L’extrême droite a fait l’objet, en particulier depuis la guerre 39-45, d’innombrables articles, livres, émissions… Un regain d’intérêt actuel se manifeste avec l’arrivée au pouvoir d’extrémistes dans des pays de l’Est européen et maintenant en Italie. Il y a une vingtaine d’années, j’avais déjà esquissé une clarification. Le terme «extrême droite» est généralement assimilé aux partis fascistes et aux nazis d’avant-guerre. Un certain nombre de ces composantes sont antidémocratiques, antisémites, réactionnaires, etc. Mais il y a aussi, dans ces droites extrêmes, des options totalement contradictoires. On peut affirmer que la palette des extrêmes droites est beaucoup plus large que celle de l’extrême gauche. Un petit tableau nous aidera à voir plus clair dans ce monde plus ou moins vert, noir ou brun.

Les droites régionalistes. Matteo Salvini et son parti, la Lega, représentent le mieux ces droites. Mais les Bretons bretonnants, les Flamands flamingants, les Catalans de Pujol et compagnie en sont aussi, comme des dizaines d’autres groupes ou partis. Certains ne se veulent pas à droite, mais…

Les anarchistes de droite. Ils ne sont bien sûr qu’un courant de pensée, qui a réuni, en France, à l’époque, des Michel Audiard, Jean Anouilh et Jean-Hedern Hallier. Ils sont à la fois nostalgiques, jouisseurs, pessimistes et provocateurs.

Les monarchistes. En Suisse, ils ne représentent rien. Mais la plupart des pays européens disposent d’un plus ou moins fort courant monarchiste, de plus en plus folklorique: voir la maison de France, qui ne fait que s’entre-déchirer.
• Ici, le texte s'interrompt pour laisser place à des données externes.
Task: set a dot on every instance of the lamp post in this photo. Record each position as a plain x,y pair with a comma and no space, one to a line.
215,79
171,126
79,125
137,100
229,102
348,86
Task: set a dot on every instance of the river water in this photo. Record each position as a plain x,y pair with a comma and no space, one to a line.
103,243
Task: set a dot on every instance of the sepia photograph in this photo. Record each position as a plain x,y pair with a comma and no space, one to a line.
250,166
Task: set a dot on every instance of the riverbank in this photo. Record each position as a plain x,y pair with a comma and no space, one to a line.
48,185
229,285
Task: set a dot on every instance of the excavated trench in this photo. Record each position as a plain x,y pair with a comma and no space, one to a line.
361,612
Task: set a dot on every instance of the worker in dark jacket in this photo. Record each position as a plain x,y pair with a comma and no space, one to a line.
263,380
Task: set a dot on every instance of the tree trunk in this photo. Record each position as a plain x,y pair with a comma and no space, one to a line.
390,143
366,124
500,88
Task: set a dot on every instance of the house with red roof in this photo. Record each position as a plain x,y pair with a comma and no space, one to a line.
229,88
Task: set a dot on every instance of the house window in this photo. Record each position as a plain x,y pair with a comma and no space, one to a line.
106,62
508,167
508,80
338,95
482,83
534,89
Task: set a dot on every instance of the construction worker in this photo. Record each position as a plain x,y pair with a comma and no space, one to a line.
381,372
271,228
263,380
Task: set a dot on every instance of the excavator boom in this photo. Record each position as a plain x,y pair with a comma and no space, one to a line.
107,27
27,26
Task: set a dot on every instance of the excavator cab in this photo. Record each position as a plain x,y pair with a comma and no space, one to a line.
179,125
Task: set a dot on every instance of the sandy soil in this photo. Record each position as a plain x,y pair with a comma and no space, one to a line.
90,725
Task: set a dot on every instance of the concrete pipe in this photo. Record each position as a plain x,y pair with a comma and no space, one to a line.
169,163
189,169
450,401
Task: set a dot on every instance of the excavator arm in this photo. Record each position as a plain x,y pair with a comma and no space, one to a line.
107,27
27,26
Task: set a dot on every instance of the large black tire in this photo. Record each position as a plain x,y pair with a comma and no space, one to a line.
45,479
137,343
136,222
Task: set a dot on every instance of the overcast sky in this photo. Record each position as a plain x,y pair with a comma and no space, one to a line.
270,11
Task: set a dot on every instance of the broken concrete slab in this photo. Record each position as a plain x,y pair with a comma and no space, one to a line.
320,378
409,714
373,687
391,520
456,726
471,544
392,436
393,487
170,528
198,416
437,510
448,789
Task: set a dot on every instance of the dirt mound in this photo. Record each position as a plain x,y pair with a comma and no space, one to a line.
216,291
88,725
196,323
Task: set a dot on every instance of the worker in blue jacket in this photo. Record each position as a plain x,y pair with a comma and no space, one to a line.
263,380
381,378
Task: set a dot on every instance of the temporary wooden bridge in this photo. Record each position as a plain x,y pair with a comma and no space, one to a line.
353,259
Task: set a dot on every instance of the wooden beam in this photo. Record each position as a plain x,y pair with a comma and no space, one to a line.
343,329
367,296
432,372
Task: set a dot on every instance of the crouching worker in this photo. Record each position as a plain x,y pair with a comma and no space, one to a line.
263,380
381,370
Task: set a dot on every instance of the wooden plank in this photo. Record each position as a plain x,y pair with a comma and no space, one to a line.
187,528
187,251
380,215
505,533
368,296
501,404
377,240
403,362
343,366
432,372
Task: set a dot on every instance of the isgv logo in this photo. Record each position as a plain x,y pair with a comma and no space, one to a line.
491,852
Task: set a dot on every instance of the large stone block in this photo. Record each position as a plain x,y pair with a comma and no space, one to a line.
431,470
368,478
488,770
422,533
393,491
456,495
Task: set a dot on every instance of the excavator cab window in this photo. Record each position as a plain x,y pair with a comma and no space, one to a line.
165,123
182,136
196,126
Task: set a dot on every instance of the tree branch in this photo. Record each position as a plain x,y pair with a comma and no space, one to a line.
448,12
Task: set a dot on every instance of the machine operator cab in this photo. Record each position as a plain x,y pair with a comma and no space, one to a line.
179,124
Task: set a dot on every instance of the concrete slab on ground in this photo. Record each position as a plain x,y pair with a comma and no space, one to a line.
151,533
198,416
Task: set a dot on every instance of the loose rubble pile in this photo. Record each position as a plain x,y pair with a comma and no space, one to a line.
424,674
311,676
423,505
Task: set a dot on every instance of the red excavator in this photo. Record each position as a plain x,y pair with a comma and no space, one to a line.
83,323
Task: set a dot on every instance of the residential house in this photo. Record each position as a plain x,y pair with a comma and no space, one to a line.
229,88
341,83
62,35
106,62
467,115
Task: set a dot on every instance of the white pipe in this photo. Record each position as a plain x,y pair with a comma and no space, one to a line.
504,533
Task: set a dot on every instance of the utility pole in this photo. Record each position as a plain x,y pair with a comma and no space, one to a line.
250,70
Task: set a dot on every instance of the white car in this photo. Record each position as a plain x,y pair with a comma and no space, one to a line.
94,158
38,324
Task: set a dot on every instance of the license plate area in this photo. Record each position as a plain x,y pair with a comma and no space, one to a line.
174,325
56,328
Et des personnalités comme Stéphane Bern et Thierry Ardisson, qui se veulent monarchistes.

Les droites nazies et racistes. Un million de publications, de films et d’autres témoignages ne viendront jamais à bout de ces irréductibles. Et l’adversité les soude. On parle beaucoup de ces vrais extrémistes, mais ils restent relativement peu nombreux, peut-être 1000, de trop, en Suisse, sur 8 millions d’habitants. Ce qui est dérangeant: les anciens Waffen SS et leurs relais, des factions de jeunes skinheads reprennent le flambeau. Des gens détestables, mais ils ne représentent pas un grand danger pour la démocratie. Par contre, leurs actes sont odieux, et ils perturbent l’ordre public d’une manière insupportable.

Les droites paysannes et poujadistes. Les professions menacées engendrent toujours des mouvements de réaction. Les groupes anti-OMC sont-ils de gauche ou de droite? Même si José Bové et consorts s’en défendront, les «zadistes», les anti-Davos sont typiquement poujadistes (de Pierre Poujade, leader des paysans et petits commerçants dans les années 60).
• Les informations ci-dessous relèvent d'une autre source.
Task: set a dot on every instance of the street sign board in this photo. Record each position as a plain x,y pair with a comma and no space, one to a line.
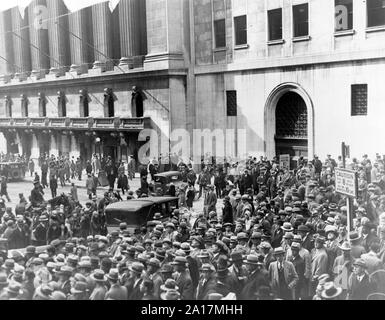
346,182
284,161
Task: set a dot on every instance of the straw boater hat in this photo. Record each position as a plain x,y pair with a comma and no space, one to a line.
99,276
330,291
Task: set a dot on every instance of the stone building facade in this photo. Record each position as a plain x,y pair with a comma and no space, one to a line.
298,77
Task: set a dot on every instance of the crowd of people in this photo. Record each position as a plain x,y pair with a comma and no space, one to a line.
279,234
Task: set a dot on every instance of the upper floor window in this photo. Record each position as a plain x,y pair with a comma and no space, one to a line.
240,25
343,15
42,105
359,99
109,103
84,104
220,33
231,103
8,106
301,20
62,104
376,13
24,106
275,24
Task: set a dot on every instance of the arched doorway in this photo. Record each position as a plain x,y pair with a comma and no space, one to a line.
289,127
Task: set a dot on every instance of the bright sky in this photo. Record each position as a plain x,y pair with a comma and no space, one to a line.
72,5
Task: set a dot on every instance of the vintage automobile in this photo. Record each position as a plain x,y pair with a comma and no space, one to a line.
135,213
163,180
14,171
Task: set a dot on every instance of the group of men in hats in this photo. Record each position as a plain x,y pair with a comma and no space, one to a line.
284,238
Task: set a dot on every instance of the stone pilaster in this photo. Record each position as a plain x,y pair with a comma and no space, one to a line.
53,145
38,34
21,47
75,149
129,25
35,150
58,36
165,34
6,45
102,32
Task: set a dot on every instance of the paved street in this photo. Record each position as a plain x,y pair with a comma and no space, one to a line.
25,187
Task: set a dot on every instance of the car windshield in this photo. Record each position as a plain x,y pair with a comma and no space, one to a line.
131,218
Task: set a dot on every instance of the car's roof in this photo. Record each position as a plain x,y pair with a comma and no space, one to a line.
137,204
168,174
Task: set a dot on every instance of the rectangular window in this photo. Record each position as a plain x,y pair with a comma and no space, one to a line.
376,13
275,24
231,103
359,99
240,25
220,33
343,15
301,20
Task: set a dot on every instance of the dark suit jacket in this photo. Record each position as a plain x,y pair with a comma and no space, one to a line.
185,285
133,291
255,280
204,291
360,290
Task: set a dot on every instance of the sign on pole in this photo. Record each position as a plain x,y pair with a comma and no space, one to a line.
284,161
346,182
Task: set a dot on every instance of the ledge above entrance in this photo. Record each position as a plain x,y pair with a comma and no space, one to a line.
100,124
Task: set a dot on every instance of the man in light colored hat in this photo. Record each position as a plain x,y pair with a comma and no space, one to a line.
153,267
257,277
100,290
319,259
359,286
207,282
183,279
116,291
283,276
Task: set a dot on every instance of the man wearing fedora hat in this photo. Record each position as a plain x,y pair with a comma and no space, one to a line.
183,278
100,290
257,277
283,276
319,262
153,267
331,292
116,291
207,282
355,242
360,285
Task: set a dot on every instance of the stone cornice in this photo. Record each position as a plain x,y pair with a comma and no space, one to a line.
86,80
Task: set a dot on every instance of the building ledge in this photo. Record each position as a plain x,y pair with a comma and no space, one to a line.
275,42
375,29
300,39
220,49
344,33
69,124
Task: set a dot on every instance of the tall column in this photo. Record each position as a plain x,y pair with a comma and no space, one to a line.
75,150
21,46
19,141
166,25
38,34
58,36
130,30
35,150
80,35
53,145
102,30
6,46
3,142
Les droites religieuses. Sous d’autres cieux, les ultrareligieux, musulmans, juifs, hindous, etc., sont bien d’extrême droite. Les ultracatholiques d’Ecône ne sont pas des nazis, mais bien des ultraconservateurs. (Certaines sectes protestantes de même.) Ils se battent contre l’avortement et prônent, par exemple, une forme de scoutisme militant à forte composition religieuse. En résumé: travail, famille, patrie.

Les droites écologiques. Il y a les écolos de gauche, mais, même moins nombreux, les Verts de droite existent (historiquement depuis plus longtemps). Brigitte Bardot pour la France, un Franz Weber, chez nous, sont ou étaient plutôt de droite. Ennemis d’une bonne partie du progrès, amateurs de culture biologique, ils se veulent les successeurs de Konrad Lorenz.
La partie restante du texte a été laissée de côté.